Sometimes repeating an operation is not the best option.
For example, if we have a list that we'd like to sort, we might be misled by a repeated operation.
Sorting a pre-sorted list is much faster (for many sorting algorithms) than sorting an unsorted list, so the repetition will skew the result:

In [3]:
import random
L = [random.random() for i in range(100000)]
%timeit L.sort()

192 μs ± 199 ns per loop (mean ± std. dev. of 7 runs, 10,000 loops each)


For this, the ``%time`` magic function may be a better choice. It also is a good choice for longer-running commands, when short, system-related delays are unlikely to affect the result.
Let's time the sorting of an unsorted and a presorted list:

In [4]:
import random
L = [random.random() for i in range(100000)]
print("sorting an unsorted list:")
%time L.sort()

sorting an unsorted list:
CPU times: user 15.6 ms, sys: 195 μs, total: 15.8 ms
Wall time: 15.7 ms


In [5]:
print("sorting an already sorted list:")
%time L.sort()

sorting an already sorted list:
CPU times: user 4.35 ms, sys: 16 μs, total: 4.36 ms
Wall time: 4.45 ms


Notice how much faster the presorted list is to sort, but notice also how much longer the timing takes with ``%time`` versus ``%timeit``, even for the presorted list!
This is a result of the fact that ``%timeit`` does some clever things under the hood to prevent system calls from interfering with the timing.
For example, it prevents cleanup of unused Python objects (known as *garbage collection*) which might otherwise affect the timing.
For this reason, ``%timeit`` results are usually noticeably faster than ``%time`` results.

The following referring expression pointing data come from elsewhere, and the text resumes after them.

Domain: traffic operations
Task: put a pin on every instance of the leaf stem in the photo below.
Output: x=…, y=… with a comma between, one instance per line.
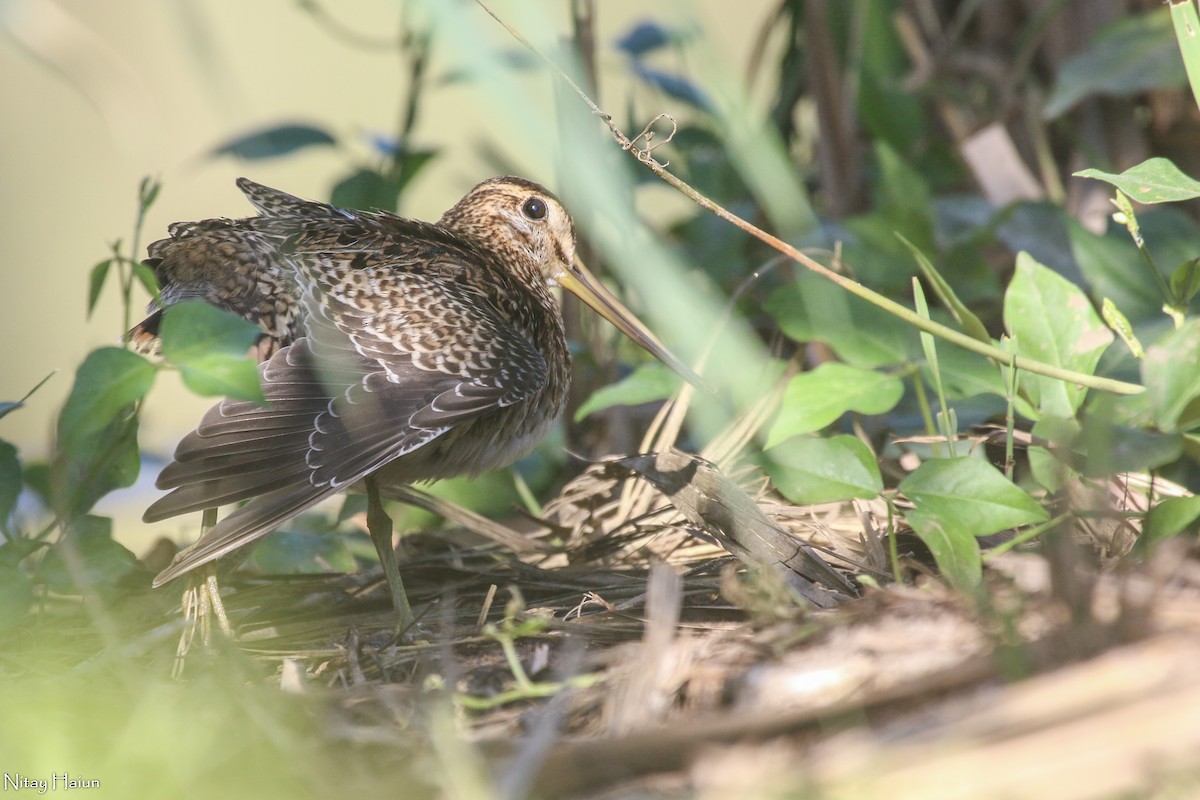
x=891, y=306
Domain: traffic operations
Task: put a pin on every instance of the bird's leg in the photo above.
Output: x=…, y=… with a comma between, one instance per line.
x=379, y=525
x=199, y=601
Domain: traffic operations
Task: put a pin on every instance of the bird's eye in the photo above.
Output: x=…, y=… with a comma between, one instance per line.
x=534, y=208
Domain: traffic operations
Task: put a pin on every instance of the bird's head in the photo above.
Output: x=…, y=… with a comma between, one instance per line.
x=531, y=227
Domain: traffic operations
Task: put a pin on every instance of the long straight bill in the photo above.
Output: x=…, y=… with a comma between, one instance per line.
x=580, y=282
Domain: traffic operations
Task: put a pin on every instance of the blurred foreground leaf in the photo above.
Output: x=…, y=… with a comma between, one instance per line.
x=816, y=398
x=87, y=558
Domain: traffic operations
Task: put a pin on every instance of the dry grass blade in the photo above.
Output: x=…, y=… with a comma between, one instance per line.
x=473, y=522
x=712, y=501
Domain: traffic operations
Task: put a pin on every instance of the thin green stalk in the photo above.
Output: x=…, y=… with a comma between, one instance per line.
x=1187, y=32
x=897, y=310
x=1025, y=535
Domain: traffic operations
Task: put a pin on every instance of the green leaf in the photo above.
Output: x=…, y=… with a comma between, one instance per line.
x=1053, y=465
x=88, y=546
x=1171, y=378
x=307, y=546
x=1114, y=269
x=953, y=546
x=9, y=407
x=651, y=382
x=958, y=499
x=1053, y=322
x=972, y=494
x=1120, y=324
x=814, y=310
x=10, y=481
x=220, y=374
x=809, y=470
x=1127, y=56
x=1170, y=517
x=96, y=283
x=1155, y=180
x=195, y=330
x=16, y=595
x=89, y=467
x=367, y=190
x=274, y=142
x=964, y=316
x=814, y=400
x=107, y=383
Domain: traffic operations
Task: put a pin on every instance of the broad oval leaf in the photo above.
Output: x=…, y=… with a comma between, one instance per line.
x=106, y=384
x=970, y=494
x=1054, y=323
x=193, y=330
x=273, y=142
x=958, y=499
x=220, y=374
x=1171, y=517
x=1171, y=374
x=810, y=470
x=651, y=382
x=815, y=398
x=953, y=546
x=1155, y=180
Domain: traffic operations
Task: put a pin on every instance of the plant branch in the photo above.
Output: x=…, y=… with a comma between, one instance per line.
x=891, y=306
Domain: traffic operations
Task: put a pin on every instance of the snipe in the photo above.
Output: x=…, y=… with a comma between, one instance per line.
x=394, y=352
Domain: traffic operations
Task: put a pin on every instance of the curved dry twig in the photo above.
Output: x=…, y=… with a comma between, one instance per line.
x=936, y=329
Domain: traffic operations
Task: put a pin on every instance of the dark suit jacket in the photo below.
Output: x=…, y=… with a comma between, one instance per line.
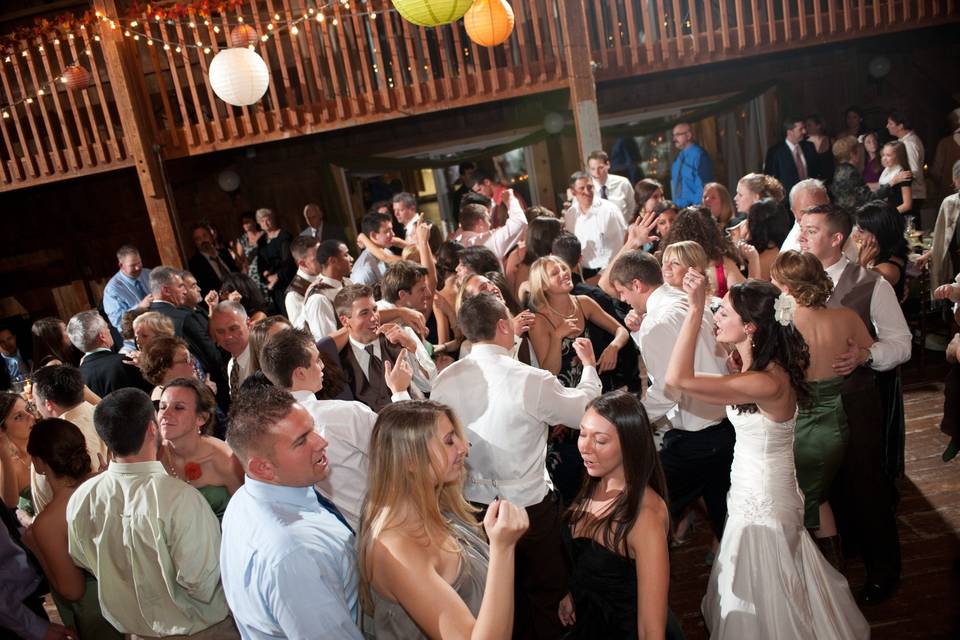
x=780, y=164
x=106, y=371
x=206, y=277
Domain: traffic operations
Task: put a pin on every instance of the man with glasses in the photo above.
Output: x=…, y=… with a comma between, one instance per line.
x=692, y=168
x=597, y=223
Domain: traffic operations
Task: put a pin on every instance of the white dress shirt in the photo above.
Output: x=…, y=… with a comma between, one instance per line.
x=346, y=426
x=293, y=301
x=601, y=231
x=318, y=312
x=501, y=239
x=506, y=408
x=244, y=362
x=658, y=334
x=620, y=192
x=914, y=148
x=894, y=341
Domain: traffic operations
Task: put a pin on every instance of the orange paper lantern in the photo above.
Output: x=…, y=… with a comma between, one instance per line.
x=75, y=77
x=489, y=22
x=244, y=36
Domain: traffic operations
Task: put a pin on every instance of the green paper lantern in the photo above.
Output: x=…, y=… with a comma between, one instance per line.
x=432, y=13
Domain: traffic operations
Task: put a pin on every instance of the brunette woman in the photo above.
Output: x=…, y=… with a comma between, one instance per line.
x=425, y=569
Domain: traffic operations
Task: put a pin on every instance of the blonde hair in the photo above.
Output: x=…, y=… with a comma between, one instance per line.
x=539, y=281
x=689, y=254
x=764, y=186
x=404, y=469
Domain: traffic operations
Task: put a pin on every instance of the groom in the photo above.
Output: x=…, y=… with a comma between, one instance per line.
x=697, y=451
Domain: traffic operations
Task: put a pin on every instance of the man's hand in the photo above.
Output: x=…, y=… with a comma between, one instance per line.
x=846, y=362
x=398, y=376
x=584, y=349
x=396, y=335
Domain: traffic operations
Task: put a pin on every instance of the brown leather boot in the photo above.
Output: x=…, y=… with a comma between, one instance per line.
x=830, y=548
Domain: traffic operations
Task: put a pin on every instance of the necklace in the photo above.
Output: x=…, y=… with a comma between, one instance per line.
x=571, y=315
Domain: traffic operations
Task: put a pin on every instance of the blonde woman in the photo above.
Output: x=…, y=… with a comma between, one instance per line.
x=426, y=571
x=562, y=317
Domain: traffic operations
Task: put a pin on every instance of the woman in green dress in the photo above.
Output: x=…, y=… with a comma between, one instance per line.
x=59, y=452
x=820, y=437
x=187, y=416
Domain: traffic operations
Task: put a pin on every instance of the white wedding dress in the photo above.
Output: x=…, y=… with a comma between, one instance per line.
x=769, y=580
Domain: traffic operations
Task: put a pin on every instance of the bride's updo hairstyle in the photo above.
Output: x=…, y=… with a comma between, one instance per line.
x=804, y=276
x=783, y=345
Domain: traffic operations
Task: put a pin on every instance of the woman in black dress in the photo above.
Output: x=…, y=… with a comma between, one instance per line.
x=617, y=529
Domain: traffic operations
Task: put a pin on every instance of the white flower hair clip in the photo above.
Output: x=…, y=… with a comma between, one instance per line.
x=784, y=308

For ``%time`` as with ``%timeit``, using the double-percent-sign cell magic syntax allows timing of multiline scripts:

In [6]:
%%time
total = 0
for i in range(1000):
    for j in range(1000):
        total += i * (-1) ** j

CPU times: user 140 ms, sys: 2.46 ms, total: 143 ms
Wall time: 141 ms


For more information on ``%time`` and ``%timeit``, as well as their available options, use the IPython help functionality (i.e., type ``%time?`` at the IPython prompt).

# Using time module

I often find myself wanting to benchmark chunks of larger functions. Here, the ``time`` module can be very helpful!

In [21]:
import time
def some_function():
    time.sleep(3) #this pauses execution - here it represents a placeholder for some larger chunk of code

    #section I care about benchmarking
    start_time = time.time() #timestamp when this section starts
    input("Please type some letters: ")
    stop_time = time.time() #timestamp when the section ends

    total_time = stop_time - start_time
    print(f"The total time to get user input was {total_time} seconds")

some_function()
    

Please type some letters:  a


The total time to get user input was 1.0414409637451172 seconds


# Memory Profiling
In many cases it is useful to know how much storage space something requires.  Python's system library (sys) provides a getsizeof() method that returns the number of bytes used by the variable.  

In [4]:
import sys
my_int = 1
my_string = "hello"
my_double = 3.14159


print(sys.getsizeof(my_int))
print(sys.getsizeof(my_string))
print(sys.getsizeof(my_double))

28
46
24


In the following cell, add at least 4 more new objects test their sizes.  See if you can find the primitive that takes the least space.  Do big numbers require more storage?  How is python different than Java when it comes to primitive storage sizes?

In [3]:
my_list = [1, 2, 3, 4, 5]
my_dict = {'a': 1, 'b': 2, 'c': 3}
my_bool = True
my_tuple = (1, 2, 3)
my_big_int = 1234567890123456789012345678901234567890

print(sys.getsizeof(my_list))
print(sys.getsizeof(my_dict))
print(sys.getsizeof(my_bool))
print(sys.getsizeof(my_tuple))
print(sys.getsizeof(my_big_int))

104
184
28
64
44


In the next cell, we explore what size differences exist between various lists and other data structures.  Add a data structure for a dict as well to see what size it is.  Why are some of these are equal to each other?  Reading the documentation might be helpful: https://docs.python.org/3/library/sys.html

In [8]:
print(sys.getsizeof([]))
print(sys.getsizeof([1]))
print(sys.getsizeof(['a quick brown fox jumped over the lazy dog']))
print(sys.getsizeof([1,2,3,4,5,6,7,8,9]))
print(sys.getsizeof(["a","quick","brown","fox","jumped","over","the","lazy","dog"]))
print(sys.getsizeof({'a': 1, 'b': 2, 'c': 3}))


56
64
64
136
136
184


If you haven't figured it out yet, the memory that is reported only accounts for the space to store the reference to the object, not to the underlying objects contained therein.  Therefore, we need a recursive way to find the actual memory footprint of the object.  Consider the following method...

In [11]:
from sys import getsizeof,stderr
from itertools import chain
from collections import deque
try:
    from reprlib import repr
except ImportError:
    pass

def total_size(o, handlers={}, verbose=False):
    """ Returns the approximate memory footprint an object and all of its contents.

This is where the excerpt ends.